Grow Wild’s Youth Takeover features art that highlights the plight of wild flowers and the insect that rely on them.

Ihad an interest in the great outdoors from a very young age. I can remember as a child watching mesmerised as hundreds of baby spiders emerged and spread themselves bravely across a web. I wanted to grow veg but my parents didn’t know how, so I threw carrot seeds in the ground recklessly, hoping for the best. While I tried to fit in as best I could at school, my apparently not-very-cool interest withered – until my late twenties, when I began dabbling with growing veg in my back garden.

Even now, nudging into my forties, I still regularly hear people say “you’re a gardener? Aren’t you too young to be doing that?” While I increasingly enjoy hearing the words; “aren’t you too young?”, the idea that “this” should only be enjoyed by an older generation both amuses and grates.
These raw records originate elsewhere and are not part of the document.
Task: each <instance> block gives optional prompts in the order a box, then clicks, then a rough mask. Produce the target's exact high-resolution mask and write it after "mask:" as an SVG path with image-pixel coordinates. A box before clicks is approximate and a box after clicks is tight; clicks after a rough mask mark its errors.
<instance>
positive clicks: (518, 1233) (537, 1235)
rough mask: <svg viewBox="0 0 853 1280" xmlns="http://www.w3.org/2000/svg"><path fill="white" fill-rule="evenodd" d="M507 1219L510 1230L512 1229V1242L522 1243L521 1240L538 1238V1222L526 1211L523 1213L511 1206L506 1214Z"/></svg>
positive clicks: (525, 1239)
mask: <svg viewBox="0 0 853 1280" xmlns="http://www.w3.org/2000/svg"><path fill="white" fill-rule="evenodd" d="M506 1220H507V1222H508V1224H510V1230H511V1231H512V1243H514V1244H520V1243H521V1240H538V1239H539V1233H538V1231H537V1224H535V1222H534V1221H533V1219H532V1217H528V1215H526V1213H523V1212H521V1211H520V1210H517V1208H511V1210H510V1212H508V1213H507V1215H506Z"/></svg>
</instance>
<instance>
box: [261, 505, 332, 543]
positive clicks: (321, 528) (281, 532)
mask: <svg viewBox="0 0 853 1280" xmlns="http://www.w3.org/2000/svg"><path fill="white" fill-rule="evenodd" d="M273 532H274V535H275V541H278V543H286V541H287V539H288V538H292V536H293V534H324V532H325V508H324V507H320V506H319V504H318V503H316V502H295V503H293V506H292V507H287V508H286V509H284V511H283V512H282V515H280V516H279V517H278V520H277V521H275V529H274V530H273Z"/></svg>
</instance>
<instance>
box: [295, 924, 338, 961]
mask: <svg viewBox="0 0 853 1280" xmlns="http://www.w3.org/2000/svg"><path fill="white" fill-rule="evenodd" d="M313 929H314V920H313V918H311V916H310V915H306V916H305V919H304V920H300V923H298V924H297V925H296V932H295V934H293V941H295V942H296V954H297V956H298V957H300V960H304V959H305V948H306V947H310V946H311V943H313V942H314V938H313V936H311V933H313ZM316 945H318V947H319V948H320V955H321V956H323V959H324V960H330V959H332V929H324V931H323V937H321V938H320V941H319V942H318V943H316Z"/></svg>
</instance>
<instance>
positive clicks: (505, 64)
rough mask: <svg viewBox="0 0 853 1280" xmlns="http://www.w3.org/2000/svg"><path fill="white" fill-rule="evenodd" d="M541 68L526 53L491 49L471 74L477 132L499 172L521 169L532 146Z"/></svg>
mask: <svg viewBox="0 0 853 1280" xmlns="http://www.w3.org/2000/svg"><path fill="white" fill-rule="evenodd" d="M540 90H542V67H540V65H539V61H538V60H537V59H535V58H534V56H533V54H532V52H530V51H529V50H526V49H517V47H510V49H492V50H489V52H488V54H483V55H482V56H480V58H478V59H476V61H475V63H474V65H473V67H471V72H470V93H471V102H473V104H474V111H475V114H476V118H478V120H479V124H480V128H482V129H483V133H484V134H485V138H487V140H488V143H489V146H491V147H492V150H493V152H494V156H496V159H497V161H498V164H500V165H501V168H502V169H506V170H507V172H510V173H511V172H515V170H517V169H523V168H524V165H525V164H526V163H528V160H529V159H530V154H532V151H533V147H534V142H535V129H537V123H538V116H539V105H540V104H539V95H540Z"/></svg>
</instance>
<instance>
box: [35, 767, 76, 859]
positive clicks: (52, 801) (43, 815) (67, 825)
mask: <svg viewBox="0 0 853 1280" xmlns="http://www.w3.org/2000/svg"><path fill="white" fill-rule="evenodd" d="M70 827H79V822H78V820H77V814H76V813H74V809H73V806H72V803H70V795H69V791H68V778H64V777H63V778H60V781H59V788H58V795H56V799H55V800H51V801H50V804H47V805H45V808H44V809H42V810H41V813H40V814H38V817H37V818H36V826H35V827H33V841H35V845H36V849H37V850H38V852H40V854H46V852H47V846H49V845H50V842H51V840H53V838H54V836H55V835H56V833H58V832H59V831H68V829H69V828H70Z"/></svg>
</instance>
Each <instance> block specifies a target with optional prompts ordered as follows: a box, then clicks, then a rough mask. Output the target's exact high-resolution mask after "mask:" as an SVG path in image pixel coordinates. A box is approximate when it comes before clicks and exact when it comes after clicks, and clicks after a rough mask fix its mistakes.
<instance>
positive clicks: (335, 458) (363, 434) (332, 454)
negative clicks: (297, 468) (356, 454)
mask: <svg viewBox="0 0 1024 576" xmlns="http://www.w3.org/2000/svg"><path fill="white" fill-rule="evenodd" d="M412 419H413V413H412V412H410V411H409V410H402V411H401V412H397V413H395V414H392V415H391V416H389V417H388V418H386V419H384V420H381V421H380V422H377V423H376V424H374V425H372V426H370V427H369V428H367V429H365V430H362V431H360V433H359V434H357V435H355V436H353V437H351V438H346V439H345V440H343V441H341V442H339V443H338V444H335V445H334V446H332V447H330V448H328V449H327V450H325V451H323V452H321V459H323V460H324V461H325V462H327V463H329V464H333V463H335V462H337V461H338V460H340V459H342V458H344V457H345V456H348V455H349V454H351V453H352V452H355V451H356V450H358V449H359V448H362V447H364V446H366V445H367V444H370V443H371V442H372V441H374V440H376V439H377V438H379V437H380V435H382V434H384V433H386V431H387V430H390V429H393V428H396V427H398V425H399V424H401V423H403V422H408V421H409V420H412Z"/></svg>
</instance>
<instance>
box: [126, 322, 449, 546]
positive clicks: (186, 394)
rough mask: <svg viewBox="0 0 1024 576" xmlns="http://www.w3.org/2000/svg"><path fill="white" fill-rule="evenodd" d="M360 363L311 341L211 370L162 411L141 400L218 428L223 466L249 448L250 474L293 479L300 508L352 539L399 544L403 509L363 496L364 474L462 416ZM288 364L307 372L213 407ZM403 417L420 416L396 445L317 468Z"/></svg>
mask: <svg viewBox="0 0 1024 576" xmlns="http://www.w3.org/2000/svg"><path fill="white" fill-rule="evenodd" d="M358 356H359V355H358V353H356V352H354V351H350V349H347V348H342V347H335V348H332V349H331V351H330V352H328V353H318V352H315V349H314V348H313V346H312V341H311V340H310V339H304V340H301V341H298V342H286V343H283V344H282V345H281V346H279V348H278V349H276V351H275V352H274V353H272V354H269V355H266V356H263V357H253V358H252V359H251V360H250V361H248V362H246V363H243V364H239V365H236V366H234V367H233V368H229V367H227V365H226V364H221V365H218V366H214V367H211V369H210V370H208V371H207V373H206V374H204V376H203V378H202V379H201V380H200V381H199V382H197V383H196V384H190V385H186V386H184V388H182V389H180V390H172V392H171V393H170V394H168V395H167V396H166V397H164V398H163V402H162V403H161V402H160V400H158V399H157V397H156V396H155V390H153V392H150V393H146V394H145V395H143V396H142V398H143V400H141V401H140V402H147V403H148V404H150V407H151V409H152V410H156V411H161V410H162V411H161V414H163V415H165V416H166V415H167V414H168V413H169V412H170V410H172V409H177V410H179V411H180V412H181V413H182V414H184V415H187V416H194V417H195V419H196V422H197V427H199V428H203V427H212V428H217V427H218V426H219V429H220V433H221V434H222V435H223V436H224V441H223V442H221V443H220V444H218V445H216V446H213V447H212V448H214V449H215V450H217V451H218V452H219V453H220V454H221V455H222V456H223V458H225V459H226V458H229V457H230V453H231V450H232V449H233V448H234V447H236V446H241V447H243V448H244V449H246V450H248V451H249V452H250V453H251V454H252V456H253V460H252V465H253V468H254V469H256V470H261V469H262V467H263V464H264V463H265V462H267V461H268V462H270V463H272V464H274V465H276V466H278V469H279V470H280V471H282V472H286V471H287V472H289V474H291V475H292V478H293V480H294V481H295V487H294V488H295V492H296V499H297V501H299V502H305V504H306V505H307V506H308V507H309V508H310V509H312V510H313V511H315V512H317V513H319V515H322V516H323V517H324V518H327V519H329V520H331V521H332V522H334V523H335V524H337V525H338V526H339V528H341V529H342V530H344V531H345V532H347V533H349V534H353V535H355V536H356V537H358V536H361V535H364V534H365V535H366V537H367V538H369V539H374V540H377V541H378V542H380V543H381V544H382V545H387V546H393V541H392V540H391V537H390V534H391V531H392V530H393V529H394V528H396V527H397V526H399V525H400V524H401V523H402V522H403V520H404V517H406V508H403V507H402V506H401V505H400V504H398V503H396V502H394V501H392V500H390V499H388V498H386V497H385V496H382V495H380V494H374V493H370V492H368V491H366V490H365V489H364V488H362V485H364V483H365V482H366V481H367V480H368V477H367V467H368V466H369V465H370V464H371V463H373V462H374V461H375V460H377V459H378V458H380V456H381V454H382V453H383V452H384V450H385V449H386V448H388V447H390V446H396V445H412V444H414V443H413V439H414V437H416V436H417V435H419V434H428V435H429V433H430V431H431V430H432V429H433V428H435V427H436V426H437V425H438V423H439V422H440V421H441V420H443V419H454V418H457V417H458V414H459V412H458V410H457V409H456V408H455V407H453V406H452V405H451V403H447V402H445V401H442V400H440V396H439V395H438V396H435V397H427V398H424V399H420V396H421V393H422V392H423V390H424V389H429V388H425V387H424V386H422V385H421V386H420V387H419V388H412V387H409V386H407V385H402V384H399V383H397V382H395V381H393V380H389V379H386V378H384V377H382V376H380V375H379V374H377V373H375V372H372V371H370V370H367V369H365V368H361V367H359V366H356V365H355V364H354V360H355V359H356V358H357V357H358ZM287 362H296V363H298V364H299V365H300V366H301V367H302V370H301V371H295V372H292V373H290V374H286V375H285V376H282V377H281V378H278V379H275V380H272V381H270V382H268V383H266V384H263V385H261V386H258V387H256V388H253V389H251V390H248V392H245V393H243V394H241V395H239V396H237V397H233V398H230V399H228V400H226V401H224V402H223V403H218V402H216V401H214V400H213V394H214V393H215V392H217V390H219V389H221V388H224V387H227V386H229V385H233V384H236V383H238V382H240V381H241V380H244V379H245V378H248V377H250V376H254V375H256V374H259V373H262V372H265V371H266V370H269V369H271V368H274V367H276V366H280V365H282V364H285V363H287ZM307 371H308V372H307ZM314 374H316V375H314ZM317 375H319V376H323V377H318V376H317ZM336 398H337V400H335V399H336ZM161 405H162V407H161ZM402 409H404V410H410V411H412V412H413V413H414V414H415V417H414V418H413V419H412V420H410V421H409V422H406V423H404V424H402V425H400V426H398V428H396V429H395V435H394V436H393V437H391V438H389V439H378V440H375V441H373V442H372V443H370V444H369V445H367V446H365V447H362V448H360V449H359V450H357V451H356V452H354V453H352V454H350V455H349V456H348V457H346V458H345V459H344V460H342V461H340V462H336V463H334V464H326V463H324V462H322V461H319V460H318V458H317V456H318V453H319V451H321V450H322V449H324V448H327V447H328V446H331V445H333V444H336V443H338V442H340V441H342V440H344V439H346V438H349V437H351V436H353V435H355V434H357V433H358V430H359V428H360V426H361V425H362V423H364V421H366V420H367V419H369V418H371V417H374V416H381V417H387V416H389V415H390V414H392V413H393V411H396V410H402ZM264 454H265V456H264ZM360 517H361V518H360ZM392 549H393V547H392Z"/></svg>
Thankfully things are starting to change, with a growing number of initiatives designed to create a greater awareness and fostering a fun connection with the natural world. Grow Wild’s Youth Takeover exhibition launching this Saturday (June 24) and running until July 9 at Summerhall in Edinburgh is a great example. It’s part of Grow Wild, the national outreach initiative of Kew Gardens that is the UK’s biggest-ever wildflower campaign. Young artists between the ages of 12 and 25 were asked to outline how they would highlight through art the plight of wild flowers and their native meadow habitats (97% of which have been lost since the 1930s), and the bees, butterflies, and other insects which rely on them for food. The resulting artwork, which covers everything from poetry and embroidery through to sculpture and steel band music makes for a vibrant wildflower homage.